The harmattan chill was in the air, and the water coming from the shower was as cold as ice. Nevertheless, he thought this a test of endurance he owed himself the duty to pass. He howled as the chilly water stung his naked body. He hurriedly washed himself clean with soap andsponge, and by the time the water washed the suds off, he couldn't feel any of the chill anymore. He generously slathered greasy pomade over his body and wore his clothes. Feeling proud of himself, he prepared to face the day. George, on the other hand, proceeded to do the sensible alternative. He brushed his teeth, hastily sprinkled some drops of water on his limbs and face, and wiped the water off with his crisp new towel. This rebellious mode of ablution was a reputation which would follow George for the first three years of boarding house. It was an old school. A wider adventure around the school grounds would reveal about a million acres of lawns and sports fields, miles and miles of planted Casuarina hedges, or so it appeared to the little kids. The school grounds also had within it a wide expanse of forest teeming with reptiles, and through which according to folklore, a monstrous bogey locally known as Paddiman Joe roamed in the night. They would also learn that the school, Government College, Ibadan, also popularly known as GCI, was a place where soldiers were garrisoned during the second World War (WWII). Indeed, adventurous students or those serving hard detention chores did sometimes unearth whole human skeletons and caches of buried and quite expired ammunition.

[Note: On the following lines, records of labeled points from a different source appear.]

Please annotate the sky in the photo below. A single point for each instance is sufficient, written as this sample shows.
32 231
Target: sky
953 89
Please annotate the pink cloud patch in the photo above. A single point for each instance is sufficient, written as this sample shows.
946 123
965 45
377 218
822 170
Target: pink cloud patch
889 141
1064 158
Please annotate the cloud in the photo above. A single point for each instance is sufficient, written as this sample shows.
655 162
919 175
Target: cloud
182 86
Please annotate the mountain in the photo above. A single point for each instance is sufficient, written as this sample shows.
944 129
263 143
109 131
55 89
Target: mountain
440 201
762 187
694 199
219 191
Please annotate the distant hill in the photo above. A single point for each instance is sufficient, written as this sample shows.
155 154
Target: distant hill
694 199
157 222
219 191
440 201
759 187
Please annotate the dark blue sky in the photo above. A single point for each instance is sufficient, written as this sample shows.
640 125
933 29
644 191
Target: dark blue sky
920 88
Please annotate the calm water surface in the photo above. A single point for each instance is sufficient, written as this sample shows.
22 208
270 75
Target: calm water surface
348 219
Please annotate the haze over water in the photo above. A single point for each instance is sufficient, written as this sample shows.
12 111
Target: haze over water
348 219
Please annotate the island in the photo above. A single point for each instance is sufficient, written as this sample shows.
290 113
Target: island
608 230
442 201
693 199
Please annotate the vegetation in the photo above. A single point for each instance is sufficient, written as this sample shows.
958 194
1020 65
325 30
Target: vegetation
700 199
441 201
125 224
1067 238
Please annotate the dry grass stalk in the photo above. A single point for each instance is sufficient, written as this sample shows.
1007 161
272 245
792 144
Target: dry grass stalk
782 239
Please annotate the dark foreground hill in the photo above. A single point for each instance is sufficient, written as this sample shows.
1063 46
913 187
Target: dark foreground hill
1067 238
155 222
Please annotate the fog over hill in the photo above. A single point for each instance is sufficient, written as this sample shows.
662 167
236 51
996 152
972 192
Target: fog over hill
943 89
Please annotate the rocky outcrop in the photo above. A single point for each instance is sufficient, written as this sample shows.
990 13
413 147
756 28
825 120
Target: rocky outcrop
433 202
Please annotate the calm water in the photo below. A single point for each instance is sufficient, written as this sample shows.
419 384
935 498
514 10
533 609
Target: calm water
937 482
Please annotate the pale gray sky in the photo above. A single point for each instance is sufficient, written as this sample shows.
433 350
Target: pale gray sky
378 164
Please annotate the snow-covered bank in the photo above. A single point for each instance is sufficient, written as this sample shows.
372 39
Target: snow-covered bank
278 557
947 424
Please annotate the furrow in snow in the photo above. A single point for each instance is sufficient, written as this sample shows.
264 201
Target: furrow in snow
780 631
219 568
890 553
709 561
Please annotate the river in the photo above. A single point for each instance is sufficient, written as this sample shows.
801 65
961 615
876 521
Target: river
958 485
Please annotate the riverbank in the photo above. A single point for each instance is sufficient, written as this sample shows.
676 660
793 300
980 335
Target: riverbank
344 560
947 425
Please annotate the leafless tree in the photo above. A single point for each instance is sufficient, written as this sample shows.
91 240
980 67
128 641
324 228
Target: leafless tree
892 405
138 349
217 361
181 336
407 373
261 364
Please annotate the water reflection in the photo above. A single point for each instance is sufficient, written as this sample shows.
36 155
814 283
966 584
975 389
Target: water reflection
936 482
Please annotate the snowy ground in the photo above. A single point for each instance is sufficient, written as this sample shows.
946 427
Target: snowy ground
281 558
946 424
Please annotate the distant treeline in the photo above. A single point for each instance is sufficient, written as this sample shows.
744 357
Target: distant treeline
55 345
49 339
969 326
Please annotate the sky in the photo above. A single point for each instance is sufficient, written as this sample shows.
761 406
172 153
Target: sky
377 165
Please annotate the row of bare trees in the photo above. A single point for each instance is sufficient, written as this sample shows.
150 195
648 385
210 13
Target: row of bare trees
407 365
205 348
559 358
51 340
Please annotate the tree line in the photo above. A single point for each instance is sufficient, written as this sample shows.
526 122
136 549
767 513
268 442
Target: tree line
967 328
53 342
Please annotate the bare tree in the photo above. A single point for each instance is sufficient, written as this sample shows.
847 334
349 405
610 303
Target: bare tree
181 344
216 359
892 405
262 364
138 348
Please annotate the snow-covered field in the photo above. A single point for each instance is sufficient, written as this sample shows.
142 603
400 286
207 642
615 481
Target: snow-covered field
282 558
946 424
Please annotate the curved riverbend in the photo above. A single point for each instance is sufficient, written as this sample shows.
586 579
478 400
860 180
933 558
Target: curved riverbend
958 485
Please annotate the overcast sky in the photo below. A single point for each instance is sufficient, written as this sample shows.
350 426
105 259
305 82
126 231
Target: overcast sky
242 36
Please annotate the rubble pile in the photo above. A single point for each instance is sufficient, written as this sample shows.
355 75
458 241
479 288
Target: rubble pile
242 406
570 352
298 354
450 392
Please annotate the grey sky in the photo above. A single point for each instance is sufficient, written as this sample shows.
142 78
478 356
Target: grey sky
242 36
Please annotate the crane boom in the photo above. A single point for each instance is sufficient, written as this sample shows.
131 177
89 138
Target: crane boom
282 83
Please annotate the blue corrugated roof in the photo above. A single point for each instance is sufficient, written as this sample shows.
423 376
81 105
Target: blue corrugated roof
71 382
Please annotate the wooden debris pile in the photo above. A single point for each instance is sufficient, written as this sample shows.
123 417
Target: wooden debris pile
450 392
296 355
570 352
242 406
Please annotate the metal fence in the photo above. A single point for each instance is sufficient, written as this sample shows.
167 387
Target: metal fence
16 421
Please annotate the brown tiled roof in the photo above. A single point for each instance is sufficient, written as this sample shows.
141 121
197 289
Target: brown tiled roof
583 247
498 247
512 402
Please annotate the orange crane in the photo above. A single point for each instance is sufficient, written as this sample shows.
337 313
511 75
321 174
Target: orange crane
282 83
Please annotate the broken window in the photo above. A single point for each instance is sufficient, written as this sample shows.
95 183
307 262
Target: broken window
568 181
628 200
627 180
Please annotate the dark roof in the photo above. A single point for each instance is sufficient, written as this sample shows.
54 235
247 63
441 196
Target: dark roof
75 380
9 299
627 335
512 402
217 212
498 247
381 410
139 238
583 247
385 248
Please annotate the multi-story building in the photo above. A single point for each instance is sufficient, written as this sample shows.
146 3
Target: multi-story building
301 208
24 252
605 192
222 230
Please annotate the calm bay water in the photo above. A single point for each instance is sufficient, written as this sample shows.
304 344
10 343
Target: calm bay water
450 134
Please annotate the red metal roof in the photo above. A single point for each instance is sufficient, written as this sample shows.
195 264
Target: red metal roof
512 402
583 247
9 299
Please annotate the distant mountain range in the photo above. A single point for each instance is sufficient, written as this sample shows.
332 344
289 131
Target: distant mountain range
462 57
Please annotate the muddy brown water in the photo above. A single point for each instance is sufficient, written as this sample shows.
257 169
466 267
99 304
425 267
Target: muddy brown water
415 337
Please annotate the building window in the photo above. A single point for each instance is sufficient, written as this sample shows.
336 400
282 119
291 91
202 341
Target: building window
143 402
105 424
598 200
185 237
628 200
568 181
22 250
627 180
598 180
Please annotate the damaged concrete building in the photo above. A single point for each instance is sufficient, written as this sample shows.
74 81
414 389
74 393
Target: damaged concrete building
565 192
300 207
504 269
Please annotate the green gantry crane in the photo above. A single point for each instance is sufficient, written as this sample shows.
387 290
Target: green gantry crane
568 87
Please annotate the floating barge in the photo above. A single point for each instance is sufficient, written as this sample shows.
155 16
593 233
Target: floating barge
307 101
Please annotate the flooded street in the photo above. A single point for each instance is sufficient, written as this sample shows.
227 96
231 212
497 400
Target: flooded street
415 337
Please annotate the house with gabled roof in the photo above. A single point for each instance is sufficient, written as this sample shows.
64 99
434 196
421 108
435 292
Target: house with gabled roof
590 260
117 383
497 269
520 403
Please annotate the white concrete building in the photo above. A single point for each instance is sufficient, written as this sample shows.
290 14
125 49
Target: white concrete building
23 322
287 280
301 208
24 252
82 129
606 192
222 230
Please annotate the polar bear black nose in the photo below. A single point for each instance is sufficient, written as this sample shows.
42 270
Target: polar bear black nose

Both would remember the day they entered school as January 15, 1970, the day the Nigerian Civil War ended. The Nigerian Civil War was fought between the Government of Nigeria and the secessionist state of Biafra, which represented nationalist aspirations of the Igbo people, whose leadership felt they could no longer coexist with the Northern-dominated Federal Government. The immediate causes of the war in 1966 included ethno-religious riots in Northern Nigeria, a military coup, a counter-coup and the persecution of Igbo living in Northern Nigeria.
The Federal Government troops surrounded Biafra, capturing coastal oil facilities and the city of Port Harcourt. The blockade imposed during the ensuing stalemate led to mass starvation. During the two and a half years of the war, which started on July 6, 1967, there were about one hundred thousand military casualties overall, while between five hundred thousand and three million Biafran civilians died of starvation. While January 15, 1970, may have presented to the entire country the opportunity for a new beginning, it opened for the new kids a new highway to unusual challenges.


Culled from: Metamorphoses, 50th Anniversary Yearbook(1970 Set).